Laberinto
Odia viajar en avión; en las últimas semanas ha tenido que volar en tres ocasiones y hoy, Viernes Santo, ve la pista de aterrizaje a través de la ventanilla. Se estremece cuando el aparato toca tierra. Aunque sufre de vértigo tolera la visión del mundo desde la altura de un avión porque siente que aquella perspectiva es irreal, ficticia, como si se tratara de un truco. El vuelo llega con retraso, así que tendrá que coger un taxi que le llevará directamente a las oficinas de la compañía antes de pasar por el hotel y poder dejar su maleta. Está cansado y le gusta observarse en los cristales del aeropuerto. Se siente importante vestido con traje, portando una maleta negra, adoptando un gesto de gravedad, simulando que puede con el cansancio. El taxista le pregunta dónde quiere ir.
El edificio es un gran rectángulo de cristal azul oscuro, él observa desde la entrada la altura y ve reflejada la última hora del Sol, un Sol agónico que emite una luz rojiza y cegadora. El inmenso portón de entrada le parece una boca y se imagina las fauces de un monstruo disecado.
El guardia de seguridad tiene unas enormes y minuciosas bolsitas bajo los ojos que le dan un aspecto cansado o derrotado o monstruoso. Le pide el Documento Nacional de Identidad y después de registrar su entrada le entrega una tarjeta blanca de plástico con una banda magnética que ―le explica― debe acercar a los aparatos que hay junto a las puertas para que se abran.

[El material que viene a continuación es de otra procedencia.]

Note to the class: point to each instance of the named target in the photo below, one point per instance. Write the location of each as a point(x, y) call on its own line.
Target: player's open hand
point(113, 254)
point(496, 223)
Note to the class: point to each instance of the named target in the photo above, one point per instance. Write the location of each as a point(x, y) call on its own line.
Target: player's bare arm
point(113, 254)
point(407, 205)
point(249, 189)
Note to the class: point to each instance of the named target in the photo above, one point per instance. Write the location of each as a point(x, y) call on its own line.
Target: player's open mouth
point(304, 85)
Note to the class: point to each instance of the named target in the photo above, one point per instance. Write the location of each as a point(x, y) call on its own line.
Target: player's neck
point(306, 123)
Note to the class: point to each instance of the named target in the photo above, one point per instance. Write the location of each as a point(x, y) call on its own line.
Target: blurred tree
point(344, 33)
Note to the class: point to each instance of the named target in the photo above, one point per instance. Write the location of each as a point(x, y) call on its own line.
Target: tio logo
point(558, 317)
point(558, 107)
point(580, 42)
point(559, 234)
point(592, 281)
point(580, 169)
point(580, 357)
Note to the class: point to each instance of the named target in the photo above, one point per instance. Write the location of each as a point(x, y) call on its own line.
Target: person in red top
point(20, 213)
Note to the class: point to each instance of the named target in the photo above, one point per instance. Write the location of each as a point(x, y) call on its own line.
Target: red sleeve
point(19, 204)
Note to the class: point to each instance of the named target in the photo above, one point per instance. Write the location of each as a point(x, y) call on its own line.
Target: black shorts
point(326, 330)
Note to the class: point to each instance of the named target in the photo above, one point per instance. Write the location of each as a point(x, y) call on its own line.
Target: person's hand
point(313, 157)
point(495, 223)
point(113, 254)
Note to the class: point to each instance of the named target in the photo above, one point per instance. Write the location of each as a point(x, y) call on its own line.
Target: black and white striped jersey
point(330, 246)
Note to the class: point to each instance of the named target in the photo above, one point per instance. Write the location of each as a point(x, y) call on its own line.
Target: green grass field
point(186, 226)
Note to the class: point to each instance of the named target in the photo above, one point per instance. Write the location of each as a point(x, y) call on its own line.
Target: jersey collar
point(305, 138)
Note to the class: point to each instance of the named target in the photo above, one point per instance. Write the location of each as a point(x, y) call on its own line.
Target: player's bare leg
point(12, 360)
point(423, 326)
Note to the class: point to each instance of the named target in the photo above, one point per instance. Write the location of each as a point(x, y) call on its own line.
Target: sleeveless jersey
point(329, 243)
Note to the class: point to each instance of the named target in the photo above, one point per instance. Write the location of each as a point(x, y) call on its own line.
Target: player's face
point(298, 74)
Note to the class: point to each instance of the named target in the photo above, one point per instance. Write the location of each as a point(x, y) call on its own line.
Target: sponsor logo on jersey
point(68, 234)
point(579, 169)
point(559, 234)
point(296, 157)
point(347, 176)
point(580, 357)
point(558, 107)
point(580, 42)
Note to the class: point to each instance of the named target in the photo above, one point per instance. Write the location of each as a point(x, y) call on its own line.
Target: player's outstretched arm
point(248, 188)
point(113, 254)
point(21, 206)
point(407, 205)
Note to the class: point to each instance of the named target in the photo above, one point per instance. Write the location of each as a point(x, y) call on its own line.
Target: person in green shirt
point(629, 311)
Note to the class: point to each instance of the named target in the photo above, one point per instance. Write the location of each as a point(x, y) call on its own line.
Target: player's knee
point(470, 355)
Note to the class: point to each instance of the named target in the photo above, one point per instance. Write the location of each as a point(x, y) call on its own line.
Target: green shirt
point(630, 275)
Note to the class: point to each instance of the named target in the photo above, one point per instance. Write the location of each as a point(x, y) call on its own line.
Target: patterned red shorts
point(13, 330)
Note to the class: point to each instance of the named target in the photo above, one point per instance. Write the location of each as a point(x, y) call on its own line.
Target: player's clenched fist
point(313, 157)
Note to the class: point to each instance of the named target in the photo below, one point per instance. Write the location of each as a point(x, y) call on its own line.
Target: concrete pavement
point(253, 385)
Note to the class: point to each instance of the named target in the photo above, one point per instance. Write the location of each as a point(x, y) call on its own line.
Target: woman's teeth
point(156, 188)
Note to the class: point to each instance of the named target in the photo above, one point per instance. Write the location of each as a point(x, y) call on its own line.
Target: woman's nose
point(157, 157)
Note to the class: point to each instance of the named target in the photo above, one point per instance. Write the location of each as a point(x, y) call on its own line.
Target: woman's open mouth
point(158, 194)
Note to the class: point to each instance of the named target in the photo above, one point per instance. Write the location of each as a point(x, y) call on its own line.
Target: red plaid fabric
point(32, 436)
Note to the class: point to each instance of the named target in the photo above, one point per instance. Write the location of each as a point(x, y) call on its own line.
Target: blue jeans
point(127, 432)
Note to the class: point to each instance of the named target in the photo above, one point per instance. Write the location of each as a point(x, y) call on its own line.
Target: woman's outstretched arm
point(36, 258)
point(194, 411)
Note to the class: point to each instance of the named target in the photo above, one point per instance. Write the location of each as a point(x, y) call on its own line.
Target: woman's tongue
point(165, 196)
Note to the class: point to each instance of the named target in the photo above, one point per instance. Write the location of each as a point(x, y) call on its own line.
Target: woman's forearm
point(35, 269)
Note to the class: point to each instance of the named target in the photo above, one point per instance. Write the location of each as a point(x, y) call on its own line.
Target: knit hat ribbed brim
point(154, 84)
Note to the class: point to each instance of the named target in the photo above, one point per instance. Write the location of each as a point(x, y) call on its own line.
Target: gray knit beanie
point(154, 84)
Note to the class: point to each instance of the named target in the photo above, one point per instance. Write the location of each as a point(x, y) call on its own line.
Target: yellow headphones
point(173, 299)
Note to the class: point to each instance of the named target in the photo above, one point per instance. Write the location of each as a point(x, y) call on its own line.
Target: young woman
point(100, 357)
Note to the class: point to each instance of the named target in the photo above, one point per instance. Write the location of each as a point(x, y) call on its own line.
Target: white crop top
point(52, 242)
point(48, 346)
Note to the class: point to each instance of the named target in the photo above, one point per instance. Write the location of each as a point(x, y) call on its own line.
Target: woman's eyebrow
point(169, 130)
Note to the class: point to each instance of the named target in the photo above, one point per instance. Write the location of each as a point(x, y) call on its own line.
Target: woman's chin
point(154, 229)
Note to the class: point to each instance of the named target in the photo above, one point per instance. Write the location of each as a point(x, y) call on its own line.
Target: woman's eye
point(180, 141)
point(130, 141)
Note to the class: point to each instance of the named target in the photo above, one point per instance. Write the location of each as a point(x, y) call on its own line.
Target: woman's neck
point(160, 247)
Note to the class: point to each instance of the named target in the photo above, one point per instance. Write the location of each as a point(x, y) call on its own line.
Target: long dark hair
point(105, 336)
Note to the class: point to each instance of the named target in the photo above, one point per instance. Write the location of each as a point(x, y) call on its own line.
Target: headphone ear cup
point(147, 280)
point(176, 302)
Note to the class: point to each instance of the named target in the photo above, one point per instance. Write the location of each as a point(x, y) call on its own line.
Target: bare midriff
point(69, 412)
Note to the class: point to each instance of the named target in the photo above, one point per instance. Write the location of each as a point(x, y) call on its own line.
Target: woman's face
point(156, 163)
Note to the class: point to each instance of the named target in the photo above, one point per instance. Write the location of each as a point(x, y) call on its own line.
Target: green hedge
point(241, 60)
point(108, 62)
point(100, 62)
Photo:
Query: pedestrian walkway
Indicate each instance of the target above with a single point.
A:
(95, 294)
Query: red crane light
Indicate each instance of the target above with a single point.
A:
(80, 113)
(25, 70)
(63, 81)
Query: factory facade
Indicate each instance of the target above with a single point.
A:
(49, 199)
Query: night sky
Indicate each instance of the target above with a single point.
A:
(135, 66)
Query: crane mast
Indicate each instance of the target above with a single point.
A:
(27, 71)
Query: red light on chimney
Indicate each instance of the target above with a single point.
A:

Si pierde la tarjeta llámeme, estaré aquí toda la noche.
El edificio está vacío, pero muchas luces y ordenadores han quedado encendidos. Piensa que la actividad de la empresa no se detiene nunca, imagina los procesos que se ejecutan incansablemente en los microprocesadores de los grandes servidores. Escucha el ruido sinuoso del edificio, la música del engranaje que hace que todo funcione cuando nadie trabaja.
Sube en ascensor hasta la planta catorce, cuando se abre la puerta aparecen ante él dos puertas enfrentadas, elige una al azar, pasa la tarjeta como le ha explicado el guardia de seguridad y accede a una gran sala; no le cuesta ver un cartel con su nombre pegado en una mesa muy cerca de la puerta. Ha acertado.
Deja la maleta junto a la mesa en la que pasará las siguientes cuatro horas y se acaricia la cabeza.
Empieza a sentir unas terribles ganas de orinar y se pregunta dónde estará el servicio. Se levanta y camina hacia la puerta; pasa la tarjeta por el dispositivo magnético y sale de la gran sala al pasillo del ascensor. Ahora tiene dos opciones: bajar a la entrada y preguntar al guardia de seguridad o buscar en esa misma planta. Opta por la segunda opción. Pasa la tarjeta por el dispositivo que hay junto a la puerta que se encuentra frente a la sala de la que ha salido y ante él aparece un pasillo que vuelve a multiplicar sus opciones: cuatro puertas más. Sin pensarlo demasiado elige la primera puerta que queda a su derecha. Entra en una nueva sala rectangular con numerosas mesas dispuestas en hileras y una puerta al fondo, se dirige allí. Otro pasillo con cinco puertas, elige una al azar. Otra sala con otras tres puertas. Otro pasillo, otras puertas, otras salas. Intenta retroceder pero se equivoca, demasiadas puertas, demasiadas salas, demasiados pasillos, y ni un sólo teléfono para llamar al guardia de seguridad. Le parece increíble que en toda la planta no haya un sólo teléfono.
Pasan las horas, los pasillos, las salas, las puertas, y ni rastro de un servicio, ni rastro de la mesa donde todo empezó y donde ha dejado su cartera, su móvil, su portátil y su maleta negra. Está perdido.
Perdido en un edificio de veinte plantas.
Cansado de deambular se sienta en una silla. Decide hacer un mapa; toma prestado papel y bolígrafo. A partir de ahora intentará no pasar dos veces por el mismo sitio; no sabe si la estrategia es adecuada, pero al menos, se dice, podrá ubicarse y encontrar el ascensor, el ascensor es su meta, el ascensor es la salida del laberinto. Cuando está dispuesto a levantarse y enfrentarse a otro innumerable montón de pasillos, salas, puertas, etcétera, oye un ruido. Se asusta. El ruido aumenta. Pasos, cada vez más cerca. Se levanta y sale corriendo.
Al abrir la tercera puerta desde que inició la huida se percata de su estupidez: quizá era el guardia de seguridad. Con los nervios ha tirado el papel y el boli, no hay mapa y le resulta imposible volver sobre sus pasos. Piensa que si se queda quieto el guardia le encontrará. Como ya no aguanta más, mea en una esquina, justo en el momento en el que el guardia entra en la sala y le apunta con su revólver.